Despite this, they often seem to be willfully blind to these possibilities – here’s a twitter exchange I had in the last few weeks with Kristov Atlas, about whom, more in a bit.
NOTE The original version of this section contained speculation as to the owner of the 40k coins and a relationship with the Silk Road. This had no basis in observable fact and we’ve deleted it, per Mr. Maxwell’s request, updating with more details on the bitcointalk participant who did the CoinJoin.
About those transaction sizes
One clear flaw with these early CoinJoins – it’s obvious who is who, before and after. One party sent in 1BTC, The other 40,000. Later CoinJoin proposals attempt to close this loophole with one of two strategies: Fix the amounts to be the same, in and out so that the graph looks like this: Or, randomize the amounts in and out so that they look like this:
Randomized Amount CoinJoin Flaws
A problem with randomizing the CoinJoins is that they can typically be reconstructed: figuring out which inputs and outputs match up turns out to be relatively computationally easy (In fact, see if you can tell if our graph could be a CoinJoin or not, using that reasoning). Kristov Atlas originally published CoinJoin Sudoku, a paper and proof of concept that shows most CoinJoins that use the random input and output strategy can be pulled back together and associated up. This is obviously not ideal for users who desire privacy. Mr. Atlas has gone on to publish guides to using Bitcoin privately, and has appeared on the Glenn Beck show discussing his techniques.
From Oden’s point of view, this sort of analysis is useful when looking at a specific suspected CoinJoin. But in practice it is rarely necessary.
Fixed Amount CoinJoin Flaws
A further solution to the CoinJoin Sudoku approach is to use fixed Bitcoin sizes – if every party only adds 1 Bitcoin to the CoinJoin transaction, then Sudoku can’t be accomplished.
This has two specific flaws. First, users who wish to be joining more than the standard size will be splitting out their wallets into these sizes, and so they will be identifiable across transactions.
Second, finding the appropriate sizes and users who wish to participate can leak privacy – that is, the blockchain may not know who’s who, but there may be records online – in chat channels or forum posts. Various academic papers have tried to attack this problem from a cryptography perspective – blinding and revealing transaction sources and destinations – but there is no known secure and private way to initiate a transaction among mutually untrusted parties right now.
General CoinJoin Flaws
From Oden’s perspective, these two systems and their flaws don’t matter much – there is a fundamental flaw with CoinJoins: coins have history. Wallets have different characteristic patterns. Before the CoinJoin, two parties will have different trading partners, movement mechanics and volumes of transaction. After their coins go into a black box, and come out the other side, even if it is a perfect mixing black box, the parties do not typically change behaviors. If they were trading, they will go on trading. If they were dealing drugs on darknet markets, they will go on doing so.
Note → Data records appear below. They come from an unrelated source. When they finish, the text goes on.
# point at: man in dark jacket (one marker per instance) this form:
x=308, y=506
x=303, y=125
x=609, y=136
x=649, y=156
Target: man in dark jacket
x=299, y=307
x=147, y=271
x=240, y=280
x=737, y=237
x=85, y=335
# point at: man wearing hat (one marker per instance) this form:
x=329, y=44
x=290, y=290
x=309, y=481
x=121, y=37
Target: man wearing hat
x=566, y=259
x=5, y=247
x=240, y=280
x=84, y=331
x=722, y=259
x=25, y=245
This loophole is hard to close, long term. It means that a CoinJoin would be best utilized at the very end of a transactional pattern, or perhaps just before coins go into storage.
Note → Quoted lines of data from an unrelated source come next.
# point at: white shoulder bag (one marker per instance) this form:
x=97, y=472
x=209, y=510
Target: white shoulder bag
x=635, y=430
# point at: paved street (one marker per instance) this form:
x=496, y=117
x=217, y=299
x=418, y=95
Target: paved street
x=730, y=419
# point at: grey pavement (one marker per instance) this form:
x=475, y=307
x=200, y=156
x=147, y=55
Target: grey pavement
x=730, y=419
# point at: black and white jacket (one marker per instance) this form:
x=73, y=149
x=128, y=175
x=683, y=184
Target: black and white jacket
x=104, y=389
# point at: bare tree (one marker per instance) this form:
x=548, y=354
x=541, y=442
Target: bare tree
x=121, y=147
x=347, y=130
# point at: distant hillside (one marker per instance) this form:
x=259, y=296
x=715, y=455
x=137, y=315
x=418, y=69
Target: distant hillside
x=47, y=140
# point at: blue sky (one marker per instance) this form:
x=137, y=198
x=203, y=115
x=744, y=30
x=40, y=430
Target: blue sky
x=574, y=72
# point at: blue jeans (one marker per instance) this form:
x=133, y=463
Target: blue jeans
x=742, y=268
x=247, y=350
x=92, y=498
Even so, it’s not enough to change your own behavior – the other CoinJoiners must stop what they are doing as well, or your new wallet will be identifiable because it is the only one that doesn’t yet have a match.
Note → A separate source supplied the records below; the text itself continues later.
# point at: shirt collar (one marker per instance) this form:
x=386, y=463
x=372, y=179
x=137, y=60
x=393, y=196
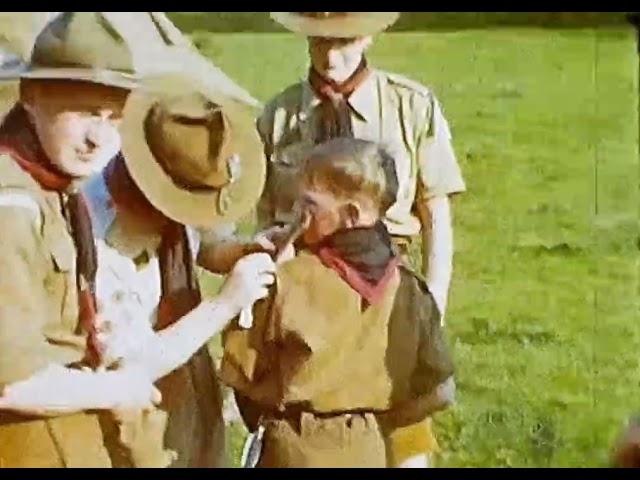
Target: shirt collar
x=101, y=207
x=362, y=101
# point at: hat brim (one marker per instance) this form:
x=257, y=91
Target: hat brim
x=102, y=77
x=354, y=24
x=196, y=208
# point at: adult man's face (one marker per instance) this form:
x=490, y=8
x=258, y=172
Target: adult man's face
x=76, y=123
x=337, y=58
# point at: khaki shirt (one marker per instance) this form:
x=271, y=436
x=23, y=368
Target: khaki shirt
x=303, y=350
x=390, y=109
x=38, y=319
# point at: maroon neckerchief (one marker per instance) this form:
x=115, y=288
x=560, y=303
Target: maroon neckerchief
x=363, y=257
x=19, y=140
x=335, y=116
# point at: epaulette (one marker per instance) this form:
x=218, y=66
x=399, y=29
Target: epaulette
x=407, y=83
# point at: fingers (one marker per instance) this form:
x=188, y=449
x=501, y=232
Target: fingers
x=258, y=262
x=266, y=279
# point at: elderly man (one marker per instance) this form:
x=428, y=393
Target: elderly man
x=63, y=130
x=191, y=160
x=344, y=96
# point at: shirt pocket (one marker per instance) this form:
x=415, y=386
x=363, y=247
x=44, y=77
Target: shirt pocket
x=287, y=165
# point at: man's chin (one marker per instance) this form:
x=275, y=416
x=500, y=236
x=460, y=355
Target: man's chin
x=83, y=168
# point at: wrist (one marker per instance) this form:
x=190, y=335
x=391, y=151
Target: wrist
x=223, y=308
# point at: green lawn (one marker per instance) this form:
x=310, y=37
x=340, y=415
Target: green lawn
x=543, y=317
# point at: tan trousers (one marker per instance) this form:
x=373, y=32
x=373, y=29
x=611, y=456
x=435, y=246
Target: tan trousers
x=345, y=441
x=417, y=439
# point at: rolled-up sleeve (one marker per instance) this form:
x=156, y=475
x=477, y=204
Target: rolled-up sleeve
x=24, y=301
x=439, y=171
x=264, y=209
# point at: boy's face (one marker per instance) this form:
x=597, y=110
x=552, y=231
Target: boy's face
x=77, y=124
x=324, y=215
x=328, y=214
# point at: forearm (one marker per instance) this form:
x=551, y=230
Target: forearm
x=175, y=345
x=64, y=392
x=437, y=247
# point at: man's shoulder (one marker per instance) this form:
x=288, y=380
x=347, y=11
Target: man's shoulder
x=20, y=197
x=287, y=99
x=405, y=85
x=12, y=176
Centralized Money Laundering
There are other money hiding strategies. A common one is to outsource money movement to a trusted party. BitcoinFog (A Tor/Darknet service currently located at this Tor address) is a classic example. BitcoinFog takes deposits in, and randomly over a period of days sends out a random percentage of coins to a set of addresses requested by the user. They even take a randomized fee to help hide the amounts being laundered.